Recently I started working in a Data Engineering project where I was assigned the task of learning about Apache Kafka and setting up an infrastructure to consume different feeds in real time. This was an amazing challenge to my skills, mainly because I’m not very experienced but also because my background is more related to Machine Learning than Data. So, as soon as I had set up everything, I was eager to show a bit on how I could manage to create a pipeline using Kafka, and maybe, be helpful to others that may go through for the same process in the future.
The idea is to show how to implement an end-to-end pipeline using Python and Amazon Managed Streaming for Apache Kafka (MSK).
Overall, streaming data empowers machine learning applications to operate in real-time, handle massive volumes of data, adapt to dynamic environments, detect anomalies, continually learn and improve, and provide personalized experiences. Its integration with machine learning enables the development of intelligent systems capable of making timely, data-driven decisions in today's fast-paced world.
So, what 's Kafka?
The best way to introduce it is by citing the Confluent web page.
Apache Kafka is an open-source distributed streaming system used for stream processing, real-time data pipelines, and data integration at scale.[...] Kafka provides a system with high throughput, scalability, low latency, storage and availability, very useful in the world that we are living on, as real streaming data is fundamental today, for example, many apps that we use everyday use Kafka or have used Kafka, like LinkedIn, Uber, Spotify, and others.
Kafka provides three main functions to its users:
1. To publish (write) and subscribe to (read) streams of events, including continuous import/export of your data from other systems.
2. To store streams of events durably and reliably for as long as you want.
3. To process streams of events as they occur or retrospectively.
Now that we have an understanding of Kafka, let's delve into the pipeline we aim to establish. The primary objective of the pipeline is to consume data from a real-time streaming feed. Although we won't be building a specific application using this data in this article, you can utilize the pipeline to send data to a database, train machine learning models, or transform it for ETL processes.
To set up MSK, we will follow the tutorial provided by AWS, making a few modifications for our purposes.
In the "Create a cluster" section, I suggest:
Additionally, in the "Security settings" section:
Finally, in the next part, we will produce and consume messages from this topic.
Having a Stream API is crucial in modern data-driven environments for several reasons.
Overall, having a Stream API empowers organizations to leverage real-time data, make data-driven decisions, and gain a competitive advantage in today's fast-paced and dynamic business landscape.
To simulate a real-time streaming API we are going to use the Flask library in python. Code snippet below:
The Flask application is set up with an API endpoint that can be accessed to retrieve the streaming data. The data generation is decoupled from the API endpoint, allowing it to generate data independently in the background.
The generate_data() function is responsible for continuously generating data. It uses a timestamp to track the time difference in seconds since the start of data generation. Each data point consists of a counter and the timestamp. The generated data is stored in a queue for efficient retrieval.
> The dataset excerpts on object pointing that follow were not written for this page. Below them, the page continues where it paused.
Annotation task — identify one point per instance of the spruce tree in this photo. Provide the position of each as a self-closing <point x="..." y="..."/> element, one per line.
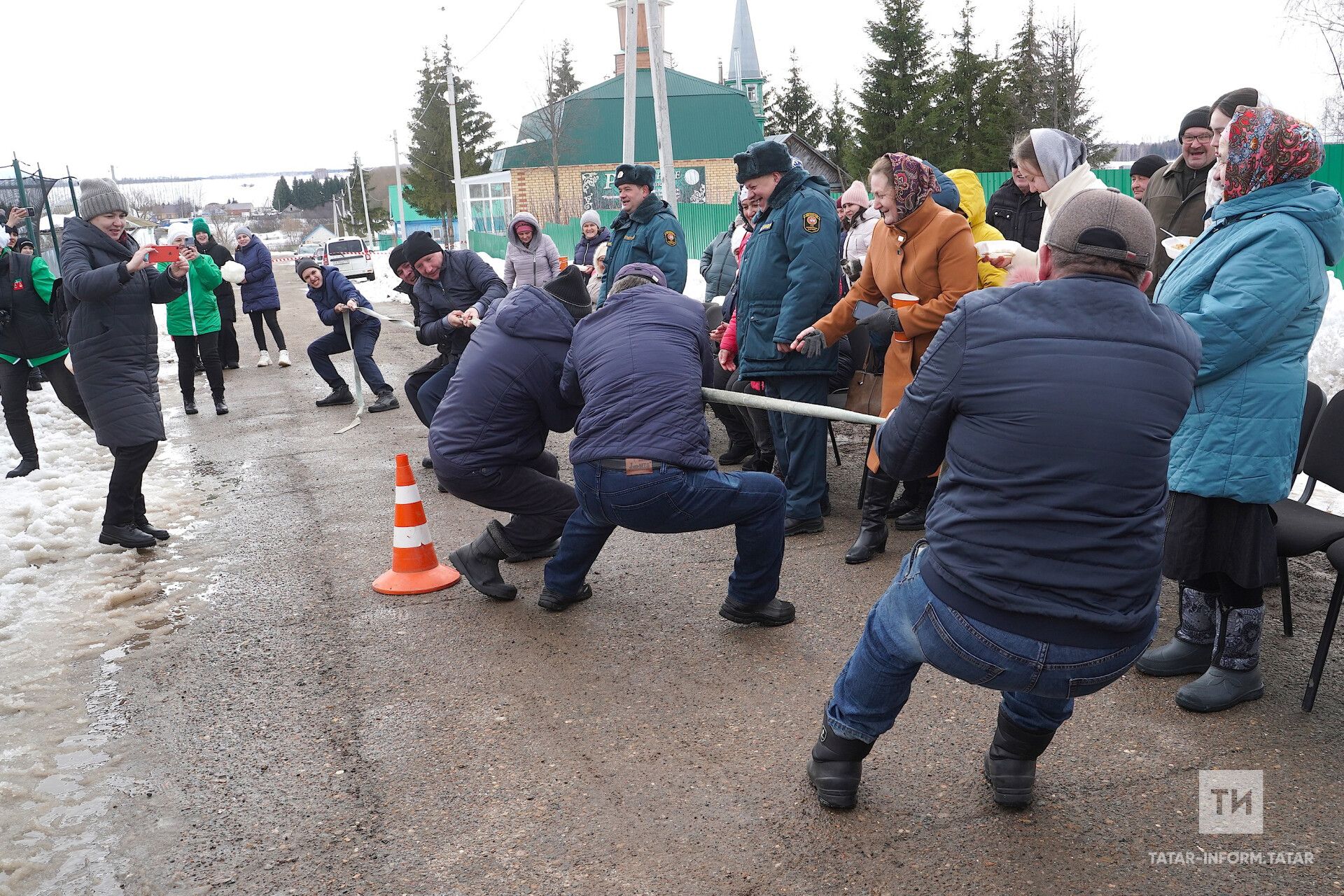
<point x="283" y="197"/>
<point x="898" y="85"/>
<point x="1027" y="76"/>
<point x="429" y="178"/>
<point x="794" y="109"/>
<point x="1066" y="102"/>
<point x="836" y="134"/>
<point x="562" y="81"/>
The API endpoint /stream is defined to stream the data from the queue. When a client accesses this endpoint, the streaming response is initiated. Initially, it yields any existing data from the queue. Then, it enters a loop where it periodically checks for new data. If new data is available, it yields the new data and clears the queue. This approach ensures that both existing and real-time data can be consumed by the client.
The real-time streaming API code is now complete, providing the capability to generate and stream data. To utilize this streaming functionality effectively, we need to ingest the generated data into a Kafka cluster. This involves setting up a Kafka producer, which will consume the data from the generator and publish it to the Kafka cluster. By integrating the Kafka producer into our streaming API code, we establish a seamless data flow from the generator to the Kafka infrastructure, enabling real-time data ingestion for further processing and analysis.
In the following code snippet, we will utilize the confluent_kafka library, as mentioned earlier, to establish a connection with a Kafka cluster and set up a Kafka producer. The producer will play a crucial role in ingesting the data generated by the streaming API and sending it to the Kafka cluster for further processing.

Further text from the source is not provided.